2015’te Yemen savaşına katılmayı reddettiği için Suudi Arabistan’ın gücendiği, Birleşik Arap Emirlikleri’nin (BAE) “Bedelini ödeyeceksin” diye tehdit ettiği Pakistan, Muhammed bin Selman’ı öyle itinayla karşıladı ki sanırsınız cennetten bir melek düştü. ‘Hoş geldin’ seremonisi, prensin uçağı hava sahasına girer girmez JF-17 ve F-16’lar eşliğinde ta göklerde başladı. En büyük sivil madalya Nişan-e-Pakistan verildi. Devlet daireleri tatil edildi. Bütün bunlar soğukluğu gidermek, himmet köprüsünü tamir etmek ve prensin çantasındaki 20 milyar dolarlık yatırım projeleri içindi.
Pakistan özellikle Ziya’ül Hak’tan itibaren, bölgesel hevesler, cihatçı örgütler üzerinden komşulara müdahale ve istihbarat cinlikleriyle hem dışarıda hem içeride kaybeden bir ülke. Nevzuhur ittihatçıların Türkiye’yi soktuğu yolda, Pakistan yıllar önce debelenmiş bir ülke. Onların ‘Afgan cihadı’ ve ‘Keşmir cihadı’, bizimkilerin ‘Suriye cihadı’.
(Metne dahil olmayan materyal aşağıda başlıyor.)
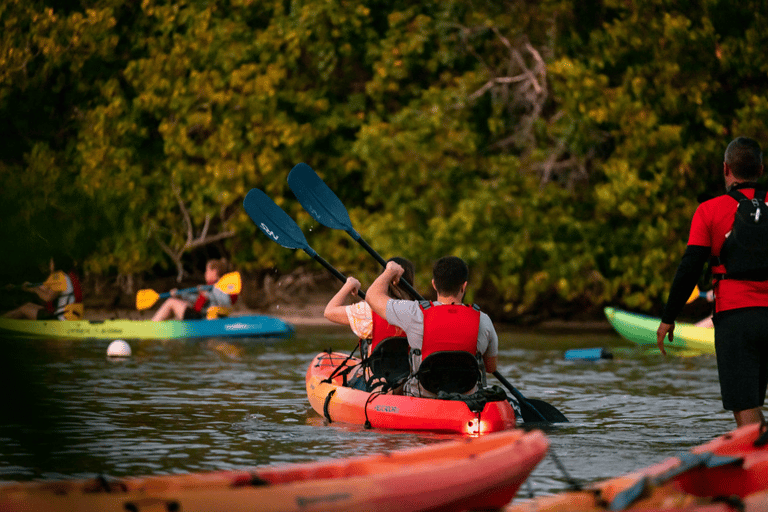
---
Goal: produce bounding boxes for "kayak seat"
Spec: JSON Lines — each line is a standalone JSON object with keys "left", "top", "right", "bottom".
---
{"left": 417, "top": 351, "right": 480, "bottom": 395}
{"left": 364, "top": 336, "right": 411, "bottom": 390}
{"left": 437, "top": 385, "right": 509, "bottom": 413}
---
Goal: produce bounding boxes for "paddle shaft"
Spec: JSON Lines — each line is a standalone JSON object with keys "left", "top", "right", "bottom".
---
{"left": 493, "top": 371, "right": 549, "bottom": 422}
{"left": 287, "top": 163, "right": 421, "bottom": 301}
{"left": 159, "top": 284, "right": 211, "bottom": 300}
{"left": 242, "top": 188, "right": 364, "bottom": 301}
{"left": 304, "top": 247, "right": 366, "bottom": 300}
{"left": 349, "top": 232, "right": 422, "bottom": 301}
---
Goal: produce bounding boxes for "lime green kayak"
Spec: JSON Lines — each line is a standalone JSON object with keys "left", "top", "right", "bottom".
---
{"left": 603, "top": 307, "right": 714, "bottom": 354}
{"left": 0, "top": 315, "right": 294, "bottom": 340}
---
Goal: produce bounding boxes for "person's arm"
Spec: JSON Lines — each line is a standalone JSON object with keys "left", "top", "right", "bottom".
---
{"left": 324, "top": 277, "right": 361, "bottom": 325}
{"left": 656, "top": 245, "right": 710, "bottom": 354}
{"left": 483, "top": 354, "right": 497, "bottom": 374}
{"left": 367, "top": 261, "right": 403, "bottom": 319}
{"left": 26, "top": 284, "right": 58, "bottom": 303}
{"left": 660, "top": 245, "right": 710, "bottom": 324}
{"left": 480, "top": 314, "right": 499, "bottom": 373}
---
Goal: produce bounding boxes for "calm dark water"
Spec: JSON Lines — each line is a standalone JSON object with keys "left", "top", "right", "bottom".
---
{"left": 0, "top": 323, "right": 734, "bottom": 497}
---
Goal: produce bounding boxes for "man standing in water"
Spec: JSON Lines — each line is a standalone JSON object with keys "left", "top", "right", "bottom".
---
{"left": 657, "top": 136, "right": 768, "bottom": 427}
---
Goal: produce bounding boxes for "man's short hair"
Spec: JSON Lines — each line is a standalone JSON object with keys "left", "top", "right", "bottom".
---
{"left": 725, "top": 136, "right": 763, "bottom": 180}
{"left": 432, "top": 256, "right": 468, "bottom": 296}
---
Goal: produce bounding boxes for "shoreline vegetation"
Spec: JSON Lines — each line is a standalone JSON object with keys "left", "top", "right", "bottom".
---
{"left": 3, "top": 2, "right": 766, "bottom": 326}
{"left": 75, "top": 269, "right": 621, "bottom": 331}
{"left": 5, "top": 266, "right": 711, "bottom": 330}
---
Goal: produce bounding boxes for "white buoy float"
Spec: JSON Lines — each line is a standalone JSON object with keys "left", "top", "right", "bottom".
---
{"left": 107, "top": 339, "right": 132, "bottom": 358}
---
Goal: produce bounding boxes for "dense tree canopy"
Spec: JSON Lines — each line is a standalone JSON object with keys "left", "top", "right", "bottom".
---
{"left": 2, "top": 0, "right": 767, "bottom": 321}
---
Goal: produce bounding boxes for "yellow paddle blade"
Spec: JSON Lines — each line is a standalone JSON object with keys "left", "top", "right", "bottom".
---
{"left": 215, "top": 272, "right": 241, "bottom": 295}
{"left": 136, "top": 289, "right": 160, "bottom": 310}
{"left": 63, "top": 303, "right": 84, "bottom": 320}
{"left": 686, "top": 285, "right": 700, "bottom": 304}
{"left": 43, "top": 271, "right": 69, "bottom": 292}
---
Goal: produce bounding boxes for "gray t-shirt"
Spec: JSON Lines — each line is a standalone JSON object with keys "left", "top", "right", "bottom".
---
{"left": 385, "top": 299, "right": 499, "bottom": 397}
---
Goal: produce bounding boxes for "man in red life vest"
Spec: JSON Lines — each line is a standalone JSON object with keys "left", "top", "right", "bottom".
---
{"left": 657, "top": 136, "right": 768, "bottom": 427}
{"left": 367, "top": 256, "right": 498, "bottom": 398}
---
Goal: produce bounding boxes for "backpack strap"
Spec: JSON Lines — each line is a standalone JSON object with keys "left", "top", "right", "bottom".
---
{"left": 713, "top": 187, "right": 768, "bottom": 281}
{"left": 727, "top": 189, "right": 749, "bottom": 202}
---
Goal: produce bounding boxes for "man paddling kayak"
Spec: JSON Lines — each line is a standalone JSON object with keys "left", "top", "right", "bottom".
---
{"left": 367, "top": 256, "right": 498, "bottom": 398}
{"left": 657, "top": 136, "right": 768, "bottom": 427}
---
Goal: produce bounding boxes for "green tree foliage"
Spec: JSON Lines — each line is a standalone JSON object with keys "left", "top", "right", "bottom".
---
{"left": 1, "top": 0, "right": 767, "bottom": 320}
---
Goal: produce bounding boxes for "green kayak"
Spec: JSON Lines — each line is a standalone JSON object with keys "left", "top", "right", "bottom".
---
{"left": 603, "top": 307, "right": 714, "bottom": 354}
{"left": 0, "top": 314, "right": 294, "bottom": 341}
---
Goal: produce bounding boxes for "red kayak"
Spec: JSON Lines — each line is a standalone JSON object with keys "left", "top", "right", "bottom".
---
{"left": 503, "top": 423, "right": 768, "bottom": 512}
{"left": 306, "top": 351, "right": 517, "bottom": 434}
{"left": 0, "top": 428, "right": 548, "bottom": 512}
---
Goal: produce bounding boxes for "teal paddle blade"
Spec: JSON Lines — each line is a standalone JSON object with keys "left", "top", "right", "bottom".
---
{"left": 287, "top": 163, "right": 359, "bottom": 237}
{"left": 243, "top": 188, "right": 314, "bottom": 255}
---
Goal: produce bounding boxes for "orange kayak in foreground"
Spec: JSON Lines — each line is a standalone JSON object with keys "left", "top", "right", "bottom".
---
{"left": 306, "top": 351, "right": 517, "bottom": 434}
{"left": 503, "top": 423, "right": 768, "bottom": 512}
{"left": 0, "top": 428, "right": 548, "bottom": 512}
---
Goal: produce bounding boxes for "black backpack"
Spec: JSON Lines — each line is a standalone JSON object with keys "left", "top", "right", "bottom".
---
{"left": 718, "top": 189, "right": 768, "bottom": 280}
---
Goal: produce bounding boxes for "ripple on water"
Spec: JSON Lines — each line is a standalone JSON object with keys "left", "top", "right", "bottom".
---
{"left": 0, "top": 328, "right": 737, "bottom": 493}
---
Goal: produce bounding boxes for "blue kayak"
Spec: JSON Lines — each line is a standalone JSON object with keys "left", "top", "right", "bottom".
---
{"left": 0, "top": 315, "right": 294, "bottom": 340}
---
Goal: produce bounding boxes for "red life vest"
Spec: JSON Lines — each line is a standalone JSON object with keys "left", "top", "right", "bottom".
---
{"left": 370, "top": 311, "right": 405, "bottom": 352}
{"left": 69, "top": 271, "right": 83, "bottom": 303}
{"left": 419, "top": 302, "right": 481, "bottom": 359}
{"left": 194, "top": 292, "right": 239, "bottom": 313}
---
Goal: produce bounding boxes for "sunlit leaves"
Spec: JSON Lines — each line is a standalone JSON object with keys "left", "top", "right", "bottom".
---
{"left": 3, "top": 0, "right": 768, "bottom": 318}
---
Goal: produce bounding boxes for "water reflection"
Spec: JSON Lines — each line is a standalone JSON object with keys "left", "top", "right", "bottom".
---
{"left": 0, "top": 324, "right": 735, "bottom": 496}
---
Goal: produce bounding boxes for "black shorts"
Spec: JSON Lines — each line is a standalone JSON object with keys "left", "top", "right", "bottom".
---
{"left": 182, "top": 307, "right": 203, "bottom": 320}
{"left": 714, "top": 307, "right": 768, "bottom": 411}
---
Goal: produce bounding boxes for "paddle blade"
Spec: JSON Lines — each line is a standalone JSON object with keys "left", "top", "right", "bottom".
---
{"left": 686, "top": 285, "right": 700, "bottom": 304}
{"left": 287, "top": 163, "right": 356, "bottom": 233}
{"left": 215, "top": 272, "right": 242, "bottom": 295}
{"left": 62, "top": 303, "right": 84, "bottom": 321}
{"left": 43, "top": 271, "right": 69, "bottom": 292}
{"left": 525, "top": 398, "right": 569, "bottom": 423}
{"left": 244, "top": 189, "right": 312, "bottom": 251}
{"left": 136, "top": 289, "right": 160, "bottom": 310}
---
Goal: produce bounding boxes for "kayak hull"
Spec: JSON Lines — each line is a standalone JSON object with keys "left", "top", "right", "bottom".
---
{"left": 0, "top": 428, "right": 549, "bottom": 512}
{"left": 0, "top": 315, "right": 294, "bottom": 340}
{"left": 306, "top": 351, "right": 517, "bottom": 434}
{"left": 503, "top": 423, "right": 768, "bottom": 512}
{"left": 604, "top": 307, "right": 714, "bottom": 354}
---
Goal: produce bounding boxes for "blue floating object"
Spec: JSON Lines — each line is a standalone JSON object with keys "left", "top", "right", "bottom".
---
{"left": 564, "top": 348, "right": 613, "bottom": 361}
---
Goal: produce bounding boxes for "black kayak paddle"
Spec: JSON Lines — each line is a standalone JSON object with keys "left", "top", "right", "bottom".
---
{"left": 287, "top": 162, "right": 422, "bottom": 301}
{"left": 243, "top": 188, "right": 364, "bottom": 300}
{"left": 286, "top": 163, "right": 569, "bottom": 424}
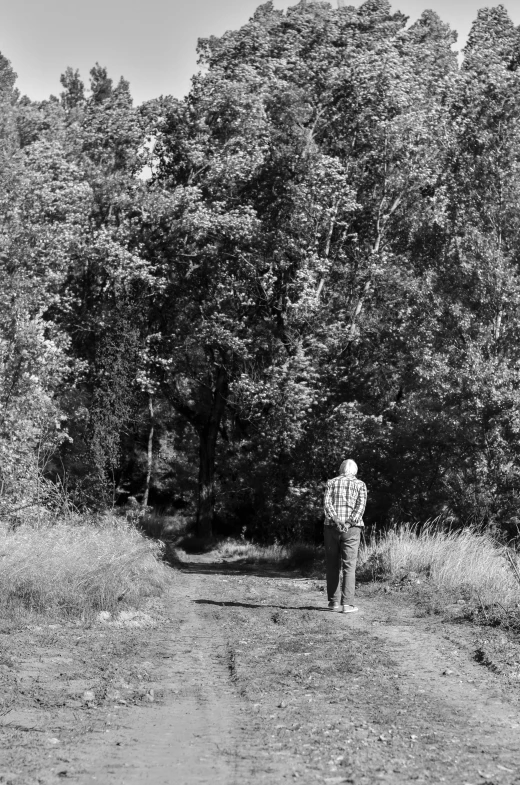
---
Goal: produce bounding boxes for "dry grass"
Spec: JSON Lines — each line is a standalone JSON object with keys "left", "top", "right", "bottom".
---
{"left": 213, "top": 539, "right": 291, "bottom": 563}
{"left": 0, "top": 517, "right": 170, "bottom": 620}
{"left": 177, "top": 536, "right": 323, "bottom": 570}
{"left": 360, "top": 525, "right": 520, "bottom": 619}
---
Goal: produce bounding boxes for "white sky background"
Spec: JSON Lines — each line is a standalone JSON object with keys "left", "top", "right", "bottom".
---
{"left": 1, "top": 0, "right": 519, "bottom": 105}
Pakistan onlarca yıl boyunca kendi toprakları ve Afganistan’da Suud’un parası ve vahhabi öğretisiyle yarattığı radikal cihatçı hücrelerin ceremesini çekiyor. Üç komşusu Hindistan, Afganistan ve İran terör belasından Pakistan’ı sorumlu tutuyor. Bir tarafta nükleer bombanın gururu, diğer tarafta ekonomik, sosyal ve yönetsel sefalet. Amerikalılar da 11 Eylül’den beri tepeleyip duruyor.
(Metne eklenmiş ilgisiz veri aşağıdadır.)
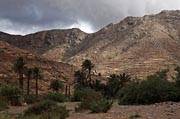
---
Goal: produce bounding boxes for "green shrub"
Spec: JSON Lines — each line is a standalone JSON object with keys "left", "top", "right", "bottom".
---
{"left": 0, "top": 114, "right": 15, "bottom": 119}
{"left": 71, "top": 88, "right": 89, "bottom": 102}
{"left": 43, "top": 92, "right": 66, "bottom": 103}
{"left": 24, "top": 95, "right": 41, "bottom": 104}
{"left": 0, "top": 98, "right": 8, "bottom": 111}
{"left": 175, "top": 79, "right": 180, "bottom": 87}
{"left": 76, "top": 88, "right": 104, "bottom": 111}
{"left": 50, "top": 79, "right": 63, "bottom": 92}
{"left": 129, "top": 113, "right": 141, "bottom": 119}
{"left": 119, "top": 78, "right": 179, "bottom": 105}
{"left": 90, "top": 99, "right": 113, "bottom": 113}
{"left": 0, "top": 85, "right": 23, "bottom": 106}
{"left": 105, "top": 73, "right": 131, "bottom": 98}
{"left": 24, "top": 100, "right": 57, "bottom": 115}
{"left": 39, "top": 106, "right": 69, "bottom": 119}
{"left": 20, "top": 100, "right": 69, "bottom": 119}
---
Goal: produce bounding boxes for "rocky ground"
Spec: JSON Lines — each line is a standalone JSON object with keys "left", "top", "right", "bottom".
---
{"left": 1, "top": 101, "right": 180, "bottom": 119}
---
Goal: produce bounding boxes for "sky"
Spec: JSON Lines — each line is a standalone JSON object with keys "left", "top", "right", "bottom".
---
{"left": 0, "top": 0, "right": 180, "bottom": 35}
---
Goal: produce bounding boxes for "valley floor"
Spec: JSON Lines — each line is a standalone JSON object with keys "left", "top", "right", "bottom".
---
{"left": 1, "top": 101, "right": 180, "bottom": 119}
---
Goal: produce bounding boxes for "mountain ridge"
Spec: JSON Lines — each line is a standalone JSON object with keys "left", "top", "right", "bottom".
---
{"left": 1, "top": 10, "right": 180, "bottom": 78}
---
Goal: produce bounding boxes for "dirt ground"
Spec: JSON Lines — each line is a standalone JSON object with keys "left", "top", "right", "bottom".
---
{"left": 66, "top": 102, "right": 180, "bottom": 119}
{"left": 1, "top": 101, "right": 180, "bottom": 119}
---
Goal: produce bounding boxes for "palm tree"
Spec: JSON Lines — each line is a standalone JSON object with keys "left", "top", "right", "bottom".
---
{"left": 74, "top": 70, "right": 86, "bottom": 89}
{"left": 25, "top": 67, "right": 33, "bottom": 96}
{"left": 106, "top": 73, "right": 131, "bottom": 98}
{"left": 33, "top": 67, "right": 41, "bottom": 96}
{"left": 50, "top": 79, "right": 63, "bottom": 92}
{"left": 13, "top": 57, "right": 25, "bottom": 89}
{"left": 119, "top": 73, "right": 131, "bottom": 87}
{"left": 81, "top": 59, "right": 94, "bottom": 85}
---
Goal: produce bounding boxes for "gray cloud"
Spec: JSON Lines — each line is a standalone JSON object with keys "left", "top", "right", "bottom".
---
{"left": 0, "top": 0, "right": 180, "bottom": 35}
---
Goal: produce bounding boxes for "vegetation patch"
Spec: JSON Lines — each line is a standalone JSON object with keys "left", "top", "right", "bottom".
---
{"left": 119, "top": 78, "right": 179, "bottom": 105}
{"left": 129, "top": 113, "right": 141, "bottom": 119}
{"left": 0, "top": 85, "right": 23, "bottom": 106}
{"left": 24, "top": 100, "right": 57, "bottom": 115}
{"left": 43, "top": 92, "right": 66, "bottom": 103}
{"left": 50, "top": 79, "right": 63, "bottom": 92}
{"left": 24, "top": 95, "right": 42, "bottom": 104}
{"left": 0, "top": 98, "right": 8, "bottom": 111}
{"left": 90, "top": 99, "right": 113, "bottom": 113}
{"left": 20, "top": 100, "right": 69, "bottom": 119}
{"left": 39, "top": 106, "right": 69, "bottom": 119}
{"left": 74, "top": 88, "right": 113, "bottom": 113}
{"left": 71, "top": 88, "right": 90, "bottom": 102}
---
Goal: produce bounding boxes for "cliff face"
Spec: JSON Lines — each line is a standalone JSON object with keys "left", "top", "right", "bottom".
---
{"left": 1, "top": 10, "right": 180, "bottom": 78}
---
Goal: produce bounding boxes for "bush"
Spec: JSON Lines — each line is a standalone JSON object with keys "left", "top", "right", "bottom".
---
{"left": 21, "top": 100, "right": 69, "bottom": 119}
{"left": 24, "top": 95, "right": 41, "bottom": 104}
{"left": 0, "top": 85, "right": 23, "bottom": 106}
{"left": 39, "top": 106, "right": 69, "bottom": 119}
{"left": 175, "top": 79, "right": 180, "bottom": 87}
{"left": 50, "top": 79, "right": 63, "bottom": 92}
{"left": 90, "top": 99, "right": 113, "bottom": 113}
{"left": 76, "top": 88, "right": 105, "bottom": 111}
{"left": 119, "top": 78, "right": 179, "bottom": 105}
{"left": 24, "top": 100, "right": 57, "bottom": 115}
{"left": 43, "top": 92, "right": 66, "bottom": 103}
{"left": 71, "top": 88, "right": 89, "bottom": 102}
{"left": 0, "top": 98, "right": 8, "bottom": 111}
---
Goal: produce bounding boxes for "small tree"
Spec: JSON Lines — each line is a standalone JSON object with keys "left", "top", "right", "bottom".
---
{"left": 82, "top": 59, "right": 94, "bottom": 85}
{"left": 50, "top": 79, "right": 63, "bottom": 92}
{"left": 13, "top": 57, "right": 26, "bottom": 89}
{"left": 74, "top": 70, "right": 86, "bottom": 89}
{"left": 106, "top": 73, "right": 131, "bottom": 98}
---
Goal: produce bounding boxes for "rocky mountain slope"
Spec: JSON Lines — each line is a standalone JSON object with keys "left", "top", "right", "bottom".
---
{"left": 0, "top": 40, "right": 76, "bottom": 93}
{"left": 1, "top": 10, "right": 180, "bottom": 78}
{"left": 0, "top": 28, "right": 87, "bottom": 55}
{"left": 63, "top": 10, "right": 180, "bottom": 78}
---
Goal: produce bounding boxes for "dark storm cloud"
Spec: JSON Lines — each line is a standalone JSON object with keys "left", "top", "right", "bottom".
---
{"left": 0, "top": 0, "right": 180, "bottom": 34}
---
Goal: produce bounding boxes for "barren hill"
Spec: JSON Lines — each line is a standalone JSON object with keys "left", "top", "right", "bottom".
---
{"left": 0, "top": 28, "right": 87, "bottom": 55}
{"left": 61, "top": 10, "right": 180, "bottom": 78}
{"left": 1, "top": 10, "right": 180, "bottom": 78}
{"left": 0, "top": 41, "right": 76, "bottom": 93}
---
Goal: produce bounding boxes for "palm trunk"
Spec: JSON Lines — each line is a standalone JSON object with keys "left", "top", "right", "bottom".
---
{"left": 35, "top": 75, "right": 38, "bottom": 96}
{"left": 68, "top": 85, "right": 71, "bottom": 99}
{"left": 19, "top": 71, "right": 24, "bottom": 90}
{"left": 65, "top": 85, "right": 68, "bottom": 98}
{"left": 19, "top": 72, "right": 21, "bottom": 89}
{"left": 27, "top": 76, "right": 30, "bottom": 96}
{"left": 88, "top": 68, "right": 91, "bottom": 86}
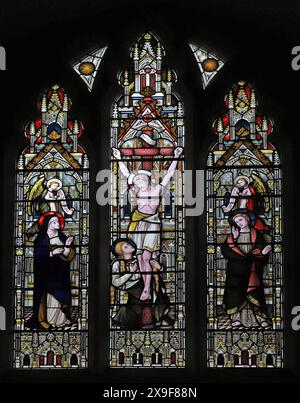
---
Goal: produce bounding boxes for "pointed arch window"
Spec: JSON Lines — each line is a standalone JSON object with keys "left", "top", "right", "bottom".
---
{"left": 110, "top": 33, "right": 185, "bottom": 368}
{"left": 13, "top": 85, "right": 89, "bottom": 369}
{"left": 206, "top": 81, "right": 283, "bottom": 368}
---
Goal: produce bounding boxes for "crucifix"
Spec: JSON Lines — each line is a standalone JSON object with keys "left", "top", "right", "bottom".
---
{"left": 112, "top": 143, "right": 183, "bottom": 301}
Şimdi İmran Han’ın Pakistan’ı, Muhammed bin Selman’ın Suudi Arabistan’ı geçmişten kurtarıp ‘ılımlı’, ‘barışçıl’, ‘hoşgörülü’, ‘istikrarlı’, ‘terör karşıtı’ bir yola sokacağına dair iki tarafta da hayırhah yorumlardan geçilmiyor. (Bu arada eski İstihbarat Şefi ve Washington Büyükelçisi Bender bin Sultan’ın kızı Prenses Rima bint Bender’in ilk Suudi kadın büyükelçisi olarak ABD’ye gönderilmesi de ılımlılığın karinesi olarak karşımızda. Kaşıkçı cinayetinin yol açtığı tahribatı gidermek, Kongre’de Suudi aleyhtarı gidişatın önünü kesmek ve Prens’in hala reformcu istikamette olduğunu göstermek için zekice bir hamle. 23 yıl Washington’da kalmış bir istihbarat ve diplomasi cini olan babasının vereceği akılla fark yaratacağı kesin.)
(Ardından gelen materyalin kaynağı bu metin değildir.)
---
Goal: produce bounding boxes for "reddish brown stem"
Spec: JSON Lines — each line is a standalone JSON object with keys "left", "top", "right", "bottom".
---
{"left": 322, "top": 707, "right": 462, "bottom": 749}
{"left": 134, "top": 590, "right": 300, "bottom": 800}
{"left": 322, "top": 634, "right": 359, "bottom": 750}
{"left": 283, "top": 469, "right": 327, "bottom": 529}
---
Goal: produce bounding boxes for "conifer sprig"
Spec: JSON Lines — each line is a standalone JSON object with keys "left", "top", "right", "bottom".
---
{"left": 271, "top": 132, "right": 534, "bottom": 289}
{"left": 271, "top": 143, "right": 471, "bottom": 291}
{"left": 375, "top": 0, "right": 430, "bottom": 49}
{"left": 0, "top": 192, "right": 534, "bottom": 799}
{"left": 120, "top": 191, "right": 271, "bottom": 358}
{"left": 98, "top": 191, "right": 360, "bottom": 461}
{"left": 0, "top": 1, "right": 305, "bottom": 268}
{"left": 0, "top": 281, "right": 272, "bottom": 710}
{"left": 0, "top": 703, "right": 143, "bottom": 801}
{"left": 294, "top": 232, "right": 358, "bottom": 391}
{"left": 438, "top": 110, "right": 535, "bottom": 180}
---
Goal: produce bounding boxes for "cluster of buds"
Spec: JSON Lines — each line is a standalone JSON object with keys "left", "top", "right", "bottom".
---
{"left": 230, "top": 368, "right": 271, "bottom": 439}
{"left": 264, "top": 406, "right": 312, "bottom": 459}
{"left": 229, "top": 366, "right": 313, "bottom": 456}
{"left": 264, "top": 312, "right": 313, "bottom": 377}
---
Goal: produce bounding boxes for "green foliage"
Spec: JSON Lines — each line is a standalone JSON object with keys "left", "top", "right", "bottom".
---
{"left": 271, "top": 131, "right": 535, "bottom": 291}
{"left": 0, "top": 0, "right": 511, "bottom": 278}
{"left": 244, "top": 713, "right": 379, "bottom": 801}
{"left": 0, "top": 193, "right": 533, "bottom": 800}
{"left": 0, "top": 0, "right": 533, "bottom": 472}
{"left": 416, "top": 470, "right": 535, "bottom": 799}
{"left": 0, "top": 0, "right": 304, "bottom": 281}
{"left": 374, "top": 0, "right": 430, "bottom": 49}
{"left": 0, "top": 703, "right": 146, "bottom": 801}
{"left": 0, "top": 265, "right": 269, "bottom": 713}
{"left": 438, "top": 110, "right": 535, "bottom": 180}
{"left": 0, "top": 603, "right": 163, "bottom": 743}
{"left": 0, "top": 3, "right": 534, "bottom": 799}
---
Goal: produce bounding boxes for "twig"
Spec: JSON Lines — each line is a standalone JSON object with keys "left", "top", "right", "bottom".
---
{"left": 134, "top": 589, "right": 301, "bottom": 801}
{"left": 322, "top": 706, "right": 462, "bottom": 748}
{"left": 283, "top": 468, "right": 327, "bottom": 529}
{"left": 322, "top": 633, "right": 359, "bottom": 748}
Pakistan’ı yeniden Suud eksenine oturtmak isteyenler İslamabad’ın İran ve Türkiye ile ilişkilerini de hedef alıyor. Pakistan 2016’da Katar’a karşı ablukaya eşlik etmediği için “Türkiye-İran eksenine kaydı” diye adeta kırbaçlandı. Expo 2020 oylamasında Türkiye’yi desteklediği için de topa tutuldu.
Düne kadar Pakistan’ın aynı zamanda Türkiye ve Suudi Arabistan’la kardeşliğinde bir sorun yoktu. Buradaki asıl rekabet İranlılar ile Suudiler arasında dönüyordu. Fakat kamplaşmalar öyle bir noktaya geldi ki İslamabad ikisinden birini tutmaya zorlanıyor. Aynı cendere İran-Pakistan ilişkileri için de geçerli. Suudiler İran’dan gelecek doğalgaz boru hattının inşasını geciktirmek dahil Tahran’ın önünü kesmek için bütün ağırlığını kullanıyor.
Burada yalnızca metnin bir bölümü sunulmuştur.